A certain brand of economics (most closely associated with Milton Friedman, Gary Becker, and the Chicago School) posits actors for whom calculations of maximum material utility is paramount: given a particular set of preferences, individuals act (rationally) to maximize their returns. Deirdre McCloskey terms this the Max U. paradigm, and argues for the recognition and inclusion of “S” variables (such as the social and the sacred).
Such neoclassical economics is, at its core, about cost/benefit analyses. In theory, the models are nimble enough to account for any individual decision (if we include cultural, moral, emotional, and other sorts of utilities and preferences). In practice, they reflect a strong, overriding, bias toward material and financial costs and benefits. (After all, this is what can be measured, and the price one is willing to pay for an item is said to reveal one’s true preferences.)

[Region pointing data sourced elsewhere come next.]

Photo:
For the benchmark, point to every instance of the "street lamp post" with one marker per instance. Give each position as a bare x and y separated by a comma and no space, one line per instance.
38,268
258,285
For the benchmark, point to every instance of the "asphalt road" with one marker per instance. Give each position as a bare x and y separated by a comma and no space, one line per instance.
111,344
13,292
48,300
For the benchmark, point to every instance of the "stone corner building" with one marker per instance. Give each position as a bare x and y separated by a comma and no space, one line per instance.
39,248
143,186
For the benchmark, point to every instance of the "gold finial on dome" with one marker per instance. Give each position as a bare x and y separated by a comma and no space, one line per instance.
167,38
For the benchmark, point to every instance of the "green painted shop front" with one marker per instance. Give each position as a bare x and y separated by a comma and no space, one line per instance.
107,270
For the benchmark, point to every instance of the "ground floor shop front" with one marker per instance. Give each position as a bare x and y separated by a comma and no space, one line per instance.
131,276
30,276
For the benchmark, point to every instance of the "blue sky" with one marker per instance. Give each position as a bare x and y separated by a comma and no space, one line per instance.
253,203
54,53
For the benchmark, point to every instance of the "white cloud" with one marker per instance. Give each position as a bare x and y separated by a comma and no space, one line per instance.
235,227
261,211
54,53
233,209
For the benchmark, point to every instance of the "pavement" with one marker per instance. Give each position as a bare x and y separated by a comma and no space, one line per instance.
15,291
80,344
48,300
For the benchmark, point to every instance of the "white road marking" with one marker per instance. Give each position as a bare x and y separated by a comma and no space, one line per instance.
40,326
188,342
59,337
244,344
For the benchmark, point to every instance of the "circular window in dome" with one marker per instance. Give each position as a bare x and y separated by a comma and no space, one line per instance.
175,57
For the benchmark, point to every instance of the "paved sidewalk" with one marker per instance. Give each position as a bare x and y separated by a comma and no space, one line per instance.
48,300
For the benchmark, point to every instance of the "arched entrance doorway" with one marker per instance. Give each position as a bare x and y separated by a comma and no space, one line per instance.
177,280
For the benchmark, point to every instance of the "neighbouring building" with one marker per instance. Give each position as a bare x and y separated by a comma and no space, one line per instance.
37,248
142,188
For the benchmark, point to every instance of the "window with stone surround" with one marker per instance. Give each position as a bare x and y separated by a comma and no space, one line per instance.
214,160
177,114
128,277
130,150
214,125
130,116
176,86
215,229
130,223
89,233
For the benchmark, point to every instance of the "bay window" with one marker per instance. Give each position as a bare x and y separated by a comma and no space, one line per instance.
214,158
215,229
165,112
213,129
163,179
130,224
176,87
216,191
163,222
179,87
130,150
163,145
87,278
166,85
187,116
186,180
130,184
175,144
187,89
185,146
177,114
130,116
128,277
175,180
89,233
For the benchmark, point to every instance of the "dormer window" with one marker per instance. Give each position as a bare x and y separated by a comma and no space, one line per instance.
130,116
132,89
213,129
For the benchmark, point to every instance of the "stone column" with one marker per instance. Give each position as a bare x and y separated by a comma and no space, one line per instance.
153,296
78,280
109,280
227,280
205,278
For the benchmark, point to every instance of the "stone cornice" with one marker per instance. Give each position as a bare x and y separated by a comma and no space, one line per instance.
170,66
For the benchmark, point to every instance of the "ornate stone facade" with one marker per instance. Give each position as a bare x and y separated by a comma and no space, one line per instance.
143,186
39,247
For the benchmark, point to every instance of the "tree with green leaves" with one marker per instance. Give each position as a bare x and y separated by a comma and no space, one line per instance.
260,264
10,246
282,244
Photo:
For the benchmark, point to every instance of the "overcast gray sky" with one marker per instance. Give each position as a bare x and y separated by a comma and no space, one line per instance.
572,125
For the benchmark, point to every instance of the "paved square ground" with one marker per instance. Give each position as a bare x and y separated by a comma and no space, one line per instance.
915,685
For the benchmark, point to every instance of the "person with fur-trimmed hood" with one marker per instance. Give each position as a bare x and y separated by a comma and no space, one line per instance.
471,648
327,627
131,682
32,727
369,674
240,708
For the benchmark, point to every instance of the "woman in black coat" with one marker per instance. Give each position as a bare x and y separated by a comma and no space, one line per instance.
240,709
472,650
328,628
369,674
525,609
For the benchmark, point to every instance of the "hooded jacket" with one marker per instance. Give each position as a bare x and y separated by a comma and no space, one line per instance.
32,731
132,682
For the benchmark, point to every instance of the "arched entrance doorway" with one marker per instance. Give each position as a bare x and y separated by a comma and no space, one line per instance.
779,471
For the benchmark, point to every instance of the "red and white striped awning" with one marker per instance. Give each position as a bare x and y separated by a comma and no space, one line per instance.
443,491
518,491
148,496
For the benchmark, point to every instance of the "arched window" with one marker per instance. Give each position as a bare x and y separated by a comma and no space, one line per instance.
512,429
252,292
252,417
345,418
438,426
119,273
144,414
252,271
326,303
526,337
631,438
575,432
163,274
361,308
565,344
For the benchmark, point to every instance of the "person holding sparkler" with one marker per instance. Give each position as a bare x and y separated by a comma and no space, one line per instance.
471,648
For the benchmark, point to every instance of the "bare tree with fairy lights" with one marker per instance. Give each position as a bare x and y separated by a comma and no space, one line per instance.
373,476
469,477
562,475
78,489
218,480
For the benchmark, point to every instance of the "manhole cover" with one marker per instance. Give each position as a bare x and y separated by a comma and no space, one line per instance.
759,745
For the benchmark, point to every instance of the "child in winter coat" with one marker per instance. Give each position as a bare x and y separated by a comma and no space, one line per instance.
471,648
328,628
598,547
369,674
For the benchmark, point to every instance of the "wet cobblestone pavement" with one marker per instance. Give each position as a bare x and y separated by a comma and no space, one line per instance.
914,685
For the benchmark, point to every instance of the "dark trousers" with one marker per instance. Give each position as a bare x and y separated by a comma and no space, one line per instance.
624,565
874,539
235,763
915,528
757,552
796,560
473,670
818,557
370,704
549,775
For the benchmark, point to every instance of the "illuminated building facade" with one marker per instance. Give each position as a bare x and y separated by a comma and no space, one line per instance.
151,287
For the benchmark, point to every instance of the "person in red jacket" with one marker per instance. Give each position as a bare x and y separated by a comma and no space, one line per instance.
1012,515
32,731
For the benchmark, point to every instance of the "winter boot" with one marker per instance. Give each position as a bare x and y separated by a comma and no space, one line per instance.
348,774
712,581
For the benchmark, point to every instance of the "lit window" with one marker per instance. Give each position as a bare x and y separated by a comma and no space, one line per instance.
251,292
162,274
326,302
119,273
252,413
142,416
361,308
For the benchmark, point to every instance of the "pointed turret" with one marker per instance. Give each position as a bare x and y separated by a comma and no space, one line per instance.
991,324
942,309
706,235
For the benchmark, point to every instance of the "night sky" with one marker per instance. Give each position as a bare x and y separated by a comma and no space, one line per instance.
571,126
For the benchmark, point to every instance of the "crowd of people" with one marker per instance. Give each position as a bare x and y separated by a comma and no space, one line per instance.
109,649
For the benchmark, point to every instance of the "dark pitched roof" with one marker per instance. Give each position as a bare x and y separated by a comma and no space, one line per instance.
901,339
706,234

These models make some key assumptions that anthropologists have trouble with: (1) a focus on individual behaviors and decisions—methodological individualism—that diminishes the importance of the social, (2) given the complexity of human behavior, models have to be stripped down, making broad assumptions about rationality and consciously leaving aside crucial areas of motivation because they are not readily measurable or observable; (3) the “self” in self-interest varies substantially across cultures, and indeed the whole notion of a singular, autonomous, sovereign “self” is problematic; and (4) what anthropologists find so interesting is what makes up that black box economists term “preferences.”
Economic modeling is not bad, but it does have some implicit political/moral values. And it could be made more robust by taking into account moral and cultural factors, as a number of economists on the cutting-edge are doing, but they are often hindered in an ideological attachment to key assumptions built up around the neoclassical model.